Murdoch’s bold move into paid for news online gets its first results. Our recent round table suggested that people would take an instant dislike to paying for their news. It was argued that there would always be someone who could offer the same news for free online however, some experts suggested that if anyone could find a way to make online news pay, it would be Rupert Murdoch.
The Times is taking a tiered approach to the paywall. Currently, it does not cost us to read news from the site, but we must register. Already this is causing a fairly substantial drop in traffic according to the data collected by Hitwise, the Experian owned web monitor.
Early indications suggest that the site, which has always ranked in competition with rivals like the Telegraph and the Guardian, has in a matter of weeks lost visitor share to fall into line with less busy websites such as the Independent, the Mirror and the FT. A steady decline over the last two weeks has seen the sites traffic share reduce by more than 50% in comparison to its position at the start of this month.

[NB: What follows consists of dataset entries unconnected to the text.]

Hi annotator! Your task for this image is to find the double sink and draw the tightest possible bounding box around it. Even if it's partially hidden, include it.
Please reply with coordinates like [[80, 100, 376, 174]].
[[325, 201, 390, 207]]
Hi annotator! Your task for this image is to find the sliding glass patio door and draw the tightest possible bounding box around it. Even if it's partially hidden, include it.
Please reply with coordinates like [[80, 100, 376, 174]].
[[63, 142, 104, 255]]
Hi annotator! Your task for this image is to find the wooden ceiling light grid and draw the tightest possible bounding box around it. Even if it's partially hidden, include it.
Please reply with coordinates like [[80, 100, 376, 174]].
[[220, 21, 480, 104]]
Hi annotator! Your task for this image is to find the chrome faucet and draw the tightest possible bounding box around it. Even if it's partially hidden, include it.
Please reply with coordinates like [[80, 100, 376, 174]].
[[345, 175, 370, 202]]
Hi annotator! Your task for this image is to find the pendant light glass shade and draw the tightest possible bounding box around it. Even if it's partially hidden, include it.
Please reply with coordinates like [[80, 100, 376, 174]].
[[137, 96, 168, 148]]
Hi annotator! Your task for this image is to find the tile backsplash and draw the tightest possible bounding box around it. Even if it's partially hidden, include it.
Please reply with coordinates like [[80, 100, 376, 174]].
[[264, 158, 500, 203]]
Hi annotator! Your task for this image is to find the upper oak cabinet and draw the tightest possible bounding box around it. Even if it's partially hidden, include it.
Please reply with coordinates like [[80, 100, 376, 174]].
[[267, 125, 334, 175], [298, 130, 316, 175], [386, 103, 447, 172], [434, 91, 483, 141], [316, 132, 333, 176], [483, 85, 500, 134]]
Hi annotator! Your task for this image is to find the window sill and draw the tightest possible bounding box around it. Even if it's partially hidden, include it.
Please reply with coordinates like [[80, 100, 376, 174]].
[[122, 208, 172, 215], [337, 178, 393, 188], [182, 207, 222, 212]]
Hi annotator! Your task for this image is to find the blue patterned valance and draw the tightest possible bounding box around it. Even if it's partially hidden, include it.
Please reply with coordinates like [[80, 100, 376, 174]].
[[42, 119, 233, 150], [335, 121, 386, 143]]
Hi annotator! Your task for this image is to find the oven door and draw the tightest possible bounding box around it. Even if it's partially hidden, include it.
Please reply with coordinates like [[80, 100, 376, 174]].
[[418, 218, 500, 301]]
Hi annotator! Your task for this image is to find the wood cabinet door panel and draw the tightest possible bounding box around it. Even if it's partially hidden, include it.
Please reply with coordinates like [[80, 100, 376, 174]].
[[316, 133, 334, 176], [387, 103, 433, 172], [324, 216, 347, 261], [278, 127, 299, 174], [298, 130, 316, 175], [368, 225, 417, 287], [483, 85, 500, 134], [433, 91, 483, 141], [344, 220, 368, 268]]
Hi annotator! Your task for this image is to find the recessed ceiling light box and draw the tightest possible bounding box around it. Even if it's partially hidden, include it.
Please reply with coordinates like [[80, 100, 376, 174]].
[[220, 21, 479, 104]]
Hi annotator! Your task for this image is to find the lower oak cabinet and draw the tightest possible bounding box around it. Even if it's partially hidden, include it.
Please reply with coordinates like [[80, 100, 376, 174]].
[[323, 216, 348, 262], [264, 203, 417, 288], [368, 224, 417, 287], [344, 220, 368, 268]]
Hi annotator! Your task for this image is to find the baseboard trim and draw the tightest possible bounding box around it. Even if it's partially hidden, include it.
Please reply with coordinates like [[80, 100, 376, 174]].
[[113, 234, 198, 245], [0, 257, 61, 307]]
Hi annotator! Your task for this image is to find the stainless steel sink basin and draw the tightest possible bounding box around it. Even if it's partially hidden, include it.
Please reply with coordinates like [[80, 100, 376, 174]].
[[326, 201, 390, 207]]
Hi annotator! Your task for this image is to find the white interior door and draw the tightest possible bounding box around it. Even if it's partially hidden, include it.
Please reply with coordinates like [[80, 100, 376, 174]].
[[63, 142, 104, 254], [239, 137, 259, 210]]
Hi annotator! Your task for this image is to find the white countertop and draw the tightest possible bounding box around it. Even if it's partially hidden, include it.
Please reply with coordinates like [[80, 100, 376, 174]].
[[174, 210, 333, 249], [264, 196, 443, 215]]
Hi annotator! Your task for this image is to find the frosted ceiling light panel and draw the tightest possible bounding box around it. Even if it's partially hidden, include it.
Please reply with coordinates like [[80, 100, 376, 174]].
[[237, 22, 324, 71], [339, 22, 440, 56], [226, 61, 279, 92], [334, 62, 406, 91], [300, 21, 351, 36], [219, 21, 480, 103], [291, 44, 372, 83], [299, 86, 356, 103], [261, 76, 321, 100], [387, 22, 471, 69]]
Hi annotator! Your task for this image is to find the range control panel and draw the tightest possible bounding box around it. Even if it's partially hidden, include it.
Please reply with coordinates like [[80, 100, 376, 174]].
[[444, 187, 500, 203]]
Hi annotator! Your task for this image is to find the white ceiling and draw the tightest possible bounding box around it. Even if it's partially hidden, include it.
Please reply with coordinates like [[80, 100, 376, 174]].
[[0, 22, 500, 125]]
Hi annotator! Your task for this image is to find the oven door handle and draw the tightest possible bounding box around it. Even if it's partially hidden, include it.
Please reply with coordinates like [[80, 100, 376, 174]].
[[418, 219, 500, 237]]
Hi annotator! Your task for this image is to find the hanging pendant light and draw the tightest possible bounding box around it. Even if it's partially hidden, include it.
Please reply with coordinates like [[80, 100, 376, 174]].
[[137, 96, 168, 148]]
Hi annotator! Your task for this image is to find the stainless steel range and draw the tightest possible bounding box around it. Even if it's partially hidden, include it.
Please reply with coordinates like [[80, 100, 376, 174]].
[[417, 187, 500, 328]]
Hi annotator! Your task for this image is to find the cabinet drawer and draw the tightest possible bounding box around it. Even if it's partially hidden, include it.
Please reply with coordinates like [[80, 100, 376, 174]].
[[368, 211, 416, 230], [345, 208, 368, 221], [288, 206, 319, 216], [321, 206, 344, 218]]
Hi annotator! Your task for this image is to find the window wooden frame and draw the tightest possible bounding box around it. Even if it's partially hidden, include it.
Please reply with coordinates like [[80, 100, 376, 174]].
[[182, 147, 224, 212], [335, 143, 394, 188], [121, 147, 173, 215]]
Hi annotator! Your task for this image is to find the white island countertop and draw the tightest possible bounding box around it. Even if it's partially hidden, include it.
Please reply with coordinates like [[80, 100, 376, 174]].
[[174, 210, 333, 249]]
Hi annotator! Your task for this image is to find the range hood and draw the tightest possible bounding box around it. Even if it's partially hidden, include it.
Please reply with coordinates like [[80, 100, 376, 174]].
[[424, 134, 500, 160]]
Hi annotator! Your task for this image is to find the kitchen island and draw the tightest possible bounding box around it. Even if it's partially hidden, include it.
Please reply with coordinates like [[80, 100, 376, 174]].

Looking at the data, the Telegraph appears to have benefited from the new registration process the most out of the other dailies. Although, downstream data from thetimes.co.uk shows that a quarter of all traffic is going direct to register. The question is – how many of those are completing the process and going on to read the news and how many of these will be willing to continue doing that when they also have to pay for it?
It will be interesting to see whether further developments drop the Times below the FT.com which already has a paywall in place for much of its news. The FT being more niche in its content could have the upper hand.
We’ll keep an eye on this and let you know more results once the paywall has gone in place.